Orpheus and Eurydice – Ovid (43 B.C.—18 A.D.?)
Publius Ovidius Naso, better known to readers of English as Ovid, was born not far from Rome, and spent the latter part of his life in exile. The Metamorphoses, his most ambitious work, is an attempt to reshape in metrical form the chief stories of Greek mythology; and several from Roman mythology. Orpheus and Eurydice, one of the most human of the legends of antiquity, is a graceful piece of writing. Its “point” is as clear and as cleverly turned as you will find in any ancient tale.
The present translation is based by the editors upon two early versions, the one very literal, the other a paraphrase. The story, which has no title in the original, appears in the Tenth Book of the Metamorphoses.
Orpheus and Eurydice
Thence Hymenaeus, clad in a saffron-colored robe, passed through the unmeasured spaces of the air and directed his course to the region of the Ciconians, and in vain was invoked by the voice of Orpheus. He presented himself, but brought with him neither auspicious words, nor a joyful appearance, nor happy omen.

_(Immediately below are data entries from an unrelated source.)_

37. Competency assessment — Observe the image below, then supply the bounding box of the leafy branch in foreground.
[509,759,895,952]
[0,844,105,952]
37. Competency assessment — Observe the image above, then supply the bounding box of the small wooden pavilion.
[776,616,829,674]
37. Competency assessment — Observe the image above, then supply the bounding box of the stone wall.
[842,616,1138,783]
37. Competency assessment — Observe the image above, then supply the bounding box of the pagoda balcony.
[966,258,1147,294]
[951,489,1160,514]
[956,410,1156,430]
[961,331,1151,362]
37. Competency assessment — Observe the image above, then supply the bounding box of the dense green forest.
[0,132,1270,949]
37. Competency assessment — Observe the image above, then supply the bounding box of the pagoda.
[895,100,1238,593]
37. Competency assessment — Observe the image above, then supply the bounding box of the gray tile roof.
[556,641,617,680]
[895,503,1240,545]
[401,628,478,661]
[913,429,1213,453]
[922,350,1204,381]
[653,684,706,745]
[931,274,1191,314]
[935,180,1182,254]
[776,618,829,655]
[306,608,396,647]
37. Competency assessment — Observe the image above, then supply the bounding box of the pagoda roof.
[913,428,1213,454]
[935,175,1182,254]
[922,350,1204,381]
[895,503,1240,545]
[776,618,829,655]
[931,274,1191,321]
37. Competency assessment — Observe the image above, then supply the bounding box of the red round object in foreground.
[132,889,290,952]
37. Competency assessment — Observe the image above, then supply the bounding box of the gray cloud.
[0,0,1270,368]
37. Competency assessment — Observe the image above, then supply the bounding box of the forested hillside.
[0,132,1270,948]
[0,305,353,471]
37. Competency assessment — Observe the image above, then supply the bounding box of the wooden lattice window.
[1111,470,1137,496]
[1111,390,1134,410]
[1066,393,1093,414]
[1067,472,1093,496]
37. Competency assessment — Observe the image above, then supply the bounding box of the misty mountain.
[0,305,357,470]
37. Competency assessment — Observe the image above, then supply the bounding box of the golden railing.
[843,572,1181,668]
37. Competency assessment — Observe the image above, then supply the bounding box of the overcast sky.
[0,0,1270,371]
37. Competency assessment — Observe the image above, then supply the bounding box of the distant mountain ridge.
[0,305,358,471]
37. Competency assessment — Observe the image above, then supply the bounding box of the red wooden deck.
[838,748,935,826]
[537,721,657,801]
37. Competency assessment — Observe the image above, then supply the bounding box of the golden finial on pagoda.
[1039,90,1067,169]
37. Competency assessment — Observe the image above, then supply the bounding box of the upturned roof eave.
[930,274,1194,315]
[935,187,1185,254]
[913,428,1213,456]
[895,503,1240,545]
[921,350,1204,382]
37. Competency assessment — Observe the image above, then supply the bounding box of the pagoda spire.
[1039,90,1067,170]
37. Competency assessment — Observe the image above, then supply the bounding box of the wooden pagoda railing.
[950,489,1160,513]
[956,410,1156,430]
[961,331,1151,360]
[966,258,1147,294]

The torch he held hissed with a smoke that brought tears to the eyes, though it was without a flame. The issue was more disastrous than the omen; for the new bride, while strolling over the grass attended by a train of Naiads, was killed by the sting of a serpent on her ankle.
After the Rhodopeian bard had bewailed her in the upper realms, he dared, that he might try the shades below as well, to descend to the Styx by the Taenarian Gate, and amid the phantom inhabitants, he went to Persephone and him who held sway over the dark world. Touching the strings of his harp and speaking, he thus addressed them.